Au restaurant, où nous nous répartissons parmi les tables de six et remettons nos masques entre chaque bouchée de crêpe au chocolat, on sent que le patron est tendu. Certains tableaux noirs affichent les nouvelles règles sanitaires, d’autres, le menu du jour, comme si de rien n’était. La garde meurt mais ne se rend pas.
Le serveur est adorable et son collègue, qui se tient derrière le bar, nous regarde comme il se repaissait de la vitalité dégagée par notre groupe, surtout des petits qui font le tour des tables pour se dégourdir les jambes. Un semblant de normalité, ça réchauffe le cœur. Du vivant dans un contexte désespérant.
Sursis pour les vacanciers
Le lendemain, la météo est un peu plus clémente, ce qui facilite l’organisation du jour. A 18h, nous sommes tous devant la télévision pour la prise de parole du premier ministre. Lorsque les caméras se tournent vers Olivier Véran pour un point sur les prises en charge, celui-ci attrape le flacon de gel hydro alcoolique sur son pupitre et s’en enduit les mains.
Bravo la com’ du ministre : le geste en accord avec le propos, heureusement que les spin doctors sont là pour y penser. Je me dis que s’il met du gel à chaque fois qu’il croise un média, cet homme doit avoir les mains trouées. Je soupçonne son flacon d’être vide. Hum. La propagande a ses limites.
C’est donc bel et bien un nouveau confinement que le gouvernement a choisi pour réguler la situation. La mesure s’appliquera le lendemain soir, mais les vacanciers bénéficient d’une tolérance jusqu’à la fin de la semaine.
Les commerces et les restaurants ne doivent plus accueillir de public ; mon frère va à nouveau fermer son agence de tourisme. Je n’ose même pas penser à ce que ressent le restaurateur chez qui nous avons mangé des crêpes hier.
Les écoles restent ouvertes, ce qui nous détend un peu, mais le masque devient obligatoire pour les enfants dès l’âge de six ans. A cette annonce, ma nièce a les larmes aux yeux mais comme ses parents la rassurent et sa mamie lui promet de lui en coudre de très jolis, l’émotion passe.
Comme nous, elle a suivi attentivement l'allocution : elle a dessiné avec application le ministre et le drapeau français, et recopié sur sa feuille toutes les mesures qui s'affichaient à droite de l'écran. Vu par une enfant de six ans, le confinement en deviendrait presque touchant.

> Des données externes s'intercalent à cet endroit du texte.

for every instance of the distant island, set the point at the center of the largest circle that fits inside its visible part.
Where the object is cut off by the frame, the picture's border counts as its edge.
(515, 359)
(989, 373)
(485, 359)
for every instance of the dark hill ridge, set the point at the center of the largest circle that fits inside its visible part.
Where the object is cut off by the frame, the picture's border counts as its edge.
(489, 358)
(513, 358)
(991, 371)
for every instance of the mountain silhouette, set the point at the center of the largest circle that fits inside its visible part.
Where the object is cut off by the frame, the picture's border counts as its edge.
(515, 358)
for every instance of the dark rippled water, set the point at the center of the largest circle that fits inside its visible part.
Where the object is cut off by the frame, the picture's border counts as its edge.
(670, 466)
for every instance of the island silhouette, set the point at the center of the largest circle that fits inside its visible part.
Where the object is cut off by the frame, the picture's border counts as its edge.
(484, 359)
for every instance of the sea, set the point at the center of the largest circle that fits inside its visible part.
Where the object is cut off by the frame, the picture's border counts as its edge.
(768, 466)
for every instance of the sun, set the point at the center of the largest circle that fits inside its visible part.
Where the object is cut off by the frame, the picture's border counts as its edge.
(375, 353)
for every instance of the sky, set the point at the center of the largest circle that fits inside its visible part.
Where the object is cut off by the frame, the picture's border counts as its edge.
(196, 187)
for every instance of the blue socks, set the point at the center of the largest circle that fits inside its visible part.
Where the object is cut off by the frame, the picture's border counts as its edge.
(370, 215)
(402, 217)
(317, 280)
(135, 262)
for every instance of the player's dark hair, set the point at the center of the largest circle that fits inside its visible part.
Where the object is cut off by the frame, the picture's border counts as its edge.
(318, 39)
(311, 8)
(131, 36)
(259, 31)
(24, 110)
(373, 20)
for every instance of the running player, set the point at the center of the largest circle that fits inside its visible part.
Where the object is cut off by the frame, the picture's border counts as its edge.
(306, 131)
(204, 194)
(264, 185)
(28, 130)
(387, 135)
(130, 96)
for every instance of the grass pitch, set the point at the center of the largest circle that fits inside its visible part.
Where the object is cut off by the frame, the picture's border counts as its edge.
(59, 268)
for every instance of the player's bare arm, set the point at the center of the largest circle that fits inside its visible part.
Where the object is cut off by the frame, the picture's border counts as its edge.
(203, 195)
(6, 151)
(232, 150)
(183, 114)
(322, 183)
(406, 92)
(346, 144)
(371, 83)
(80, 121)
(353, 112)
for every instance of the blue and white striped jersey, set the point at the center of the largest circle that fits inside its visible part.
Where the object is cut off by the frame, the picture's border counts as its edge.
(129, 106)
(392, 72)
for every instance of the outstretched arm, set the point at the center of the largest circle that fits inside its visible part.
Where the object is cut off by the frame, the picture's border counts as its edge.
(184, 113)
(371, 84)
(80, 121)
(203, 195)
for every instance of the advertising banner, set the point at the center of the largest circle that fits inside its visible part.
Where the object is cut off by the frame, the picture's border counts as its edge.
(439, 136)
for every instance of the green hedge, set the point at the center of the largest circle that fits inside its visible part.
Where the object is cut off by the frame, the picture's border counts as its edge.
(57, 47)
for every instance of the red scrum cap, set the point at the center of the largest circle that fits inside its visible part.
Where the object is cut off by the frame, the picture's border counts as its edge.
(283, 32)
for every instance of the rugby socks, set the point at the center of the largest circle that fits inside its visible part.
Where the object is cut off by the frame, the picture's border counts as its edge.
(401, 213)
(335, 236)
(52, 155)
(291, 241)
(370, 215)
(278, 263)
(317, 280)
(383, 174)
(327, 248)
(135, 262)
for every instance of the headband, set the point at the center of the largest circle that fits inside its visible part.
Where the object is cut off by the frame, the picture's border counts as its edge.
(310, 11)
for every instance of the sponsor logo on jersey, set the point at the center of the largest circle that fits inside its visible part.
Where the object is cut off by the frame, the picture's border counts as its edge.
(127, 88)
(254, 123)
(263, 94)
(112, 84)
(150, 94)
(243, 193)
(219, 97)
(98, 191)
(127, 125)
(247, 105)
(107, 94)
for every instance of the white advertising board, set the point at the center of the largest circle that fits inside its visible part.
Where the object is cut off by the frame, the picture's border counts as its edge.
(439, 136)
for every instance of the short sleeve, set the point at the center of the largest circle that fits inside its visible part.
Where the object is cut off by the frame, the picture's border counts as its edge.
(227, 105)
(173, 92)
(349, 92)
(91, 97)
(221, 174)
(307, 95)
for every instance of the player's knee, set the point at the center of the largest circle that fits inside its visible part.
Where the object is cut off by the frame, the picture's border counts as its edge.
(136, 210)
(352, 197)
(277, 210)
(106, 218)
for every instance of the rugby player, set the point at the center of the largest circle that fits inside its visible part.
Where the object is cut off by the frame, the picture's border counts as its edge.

Dans la vie désordinaire, on fête quand même toujours les anniversaires : ce soir-là, ma nièce souffle ses deux bougies avec émerveillement et fierté.
La liste des derniers
Pour profiter de notre dernier jour de liberté de mouvement, nous décidons le lendemain de louer des vélos et de nous rendre à La Flotte, un village très mignon situé à cinq kilomètres du nôtre. La météo est plutôt clémente et les enfants s’amusent au parc, près de la promenade le long de la mer.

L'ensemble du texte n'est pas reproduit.